3.2 Architecture Overview

The MIPS32 microAptiv Microprocessor core in PIC32MZ EC family devices contains several logic blocks working together in parallel, providing an efficient high-performance computing engine. The following blocks are included with the core:

• Execution unit
  • General Purpose Register (GPR)
• Multiply/Divide Unit (MDU)
  • System control coprocessor (CP0)
  • Memory Management Unit (MMU)
• Instruction/Data cache controllers
  • Power Management
• Instructions and data caches
• microMIPS support
  • Enhanced JTAG (EJTAG) controller

3.2.1 EXECUTION UNIT

The processor core execution unit implements a load/store architecture with single-cycle ALU operations (logical, shift, add, subtract) and an autonomous multiply/divide unit. The core contains thirty-two 32-bit General Purpose Registers (GPRs) used for integer operations and address calculation. Seven additional register file shadow sets (containing thirty-two registers) are added to minimize context switching overhead during interrupt/exception processing. The register file consists of two read ports and one write port and is fully bypassed to minimize operation latency in the pipeline.

The execution unit includes:

• 32-bit adder used for calculating the data address
- Address unit for calculating the next instruction address
- Logic for branch determination and branch target address calculation
- Load aligner
- Bypass multiplexers used to avoid stalls when executing instruction streams where data producing instructions are followed closely by consumers of their results

• Leading Zero/One detect unit for implementing the CLZ and CLO instructions
• Arithmetic Logic Unit (ALU) for performing arithmetic and bitwise logical operations
• Shifter and store aligner
• DSP ALU and logic block for performing DSP instructions, such as arithmetic/shift/compare operations

3.2.2 MULTIPLY/DIVIDE UNIT (MDU)

The processor core includes a Multiply/Divide Unit (MDU) that contains a separate pipeline for multiply and divide operations, and DSP ASE multiply instructions. This pipeline operates in parallel with the Integer Unit (IU) pipeline and does not stall when the IU pipeline stalls. This allows MDU operations to be partially masked by system stalls and/or other integer unit instructions.

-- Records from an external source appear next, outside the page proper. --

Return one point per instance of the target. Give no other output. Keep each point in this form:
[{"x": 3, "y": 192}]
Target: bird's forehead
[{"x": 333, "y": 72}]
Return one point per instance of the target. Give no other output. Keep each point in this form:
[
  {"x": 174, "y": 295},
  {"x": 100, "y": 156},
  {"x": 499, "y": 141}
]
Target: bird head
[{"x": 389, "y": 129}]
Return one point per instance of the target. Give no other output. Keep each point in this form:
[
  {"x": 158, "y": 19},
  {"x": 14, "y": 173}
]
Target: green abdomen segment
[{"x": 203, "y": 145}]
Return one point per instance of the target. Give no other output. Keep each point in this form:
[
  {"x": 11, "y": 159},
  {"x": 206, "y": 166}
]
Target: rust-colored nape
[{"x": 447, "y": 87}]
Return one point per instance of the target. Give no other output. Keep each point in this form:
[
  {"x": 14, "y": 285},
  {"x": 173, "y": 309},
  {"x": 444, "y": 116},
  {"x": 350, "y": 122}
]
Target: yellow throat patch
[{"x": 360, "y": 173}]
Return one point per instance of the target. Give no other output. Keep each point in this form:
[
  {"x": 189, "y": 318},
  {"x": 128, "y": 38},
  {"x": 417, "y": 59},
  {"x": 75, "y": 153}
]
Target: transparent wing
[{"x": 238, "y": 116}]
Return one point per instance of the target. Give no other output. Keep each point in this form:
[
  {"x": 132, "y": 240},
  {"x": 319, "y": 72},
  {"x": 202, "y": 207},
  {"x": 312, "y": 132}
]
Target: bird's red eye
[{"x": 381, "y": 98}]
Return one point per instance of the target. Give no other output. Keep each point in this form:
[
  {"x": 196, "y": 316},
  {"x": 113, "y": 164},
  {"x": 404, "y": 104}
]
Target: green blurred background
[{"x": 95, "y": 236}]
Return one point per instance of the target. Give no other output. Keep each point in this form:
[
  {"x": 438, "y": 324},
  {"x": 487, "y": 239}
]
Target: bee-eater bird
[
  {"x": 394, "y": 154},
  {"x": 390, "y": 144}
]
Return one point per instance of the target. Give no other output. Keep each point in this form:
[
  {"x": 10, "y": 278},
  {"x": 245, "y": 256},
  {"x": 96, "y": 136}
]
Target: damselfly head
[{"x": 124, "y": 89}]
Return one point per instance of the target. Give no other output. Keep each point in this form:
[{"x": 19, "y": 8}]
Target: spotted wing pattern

The high-performance MDU consists of a 32x32 booth recoded multiplier, four pairs of result/accumulation registers (HI and LO), a divide state machine, and the necessary multiplexers and control logic. The first number shown ('32' of 32x32) represents the rs operand. The second number ('32' of 32x32) represents the rt operand.

The MDU supports execution of one multiply or multiply-accumulate operation every clock cycle.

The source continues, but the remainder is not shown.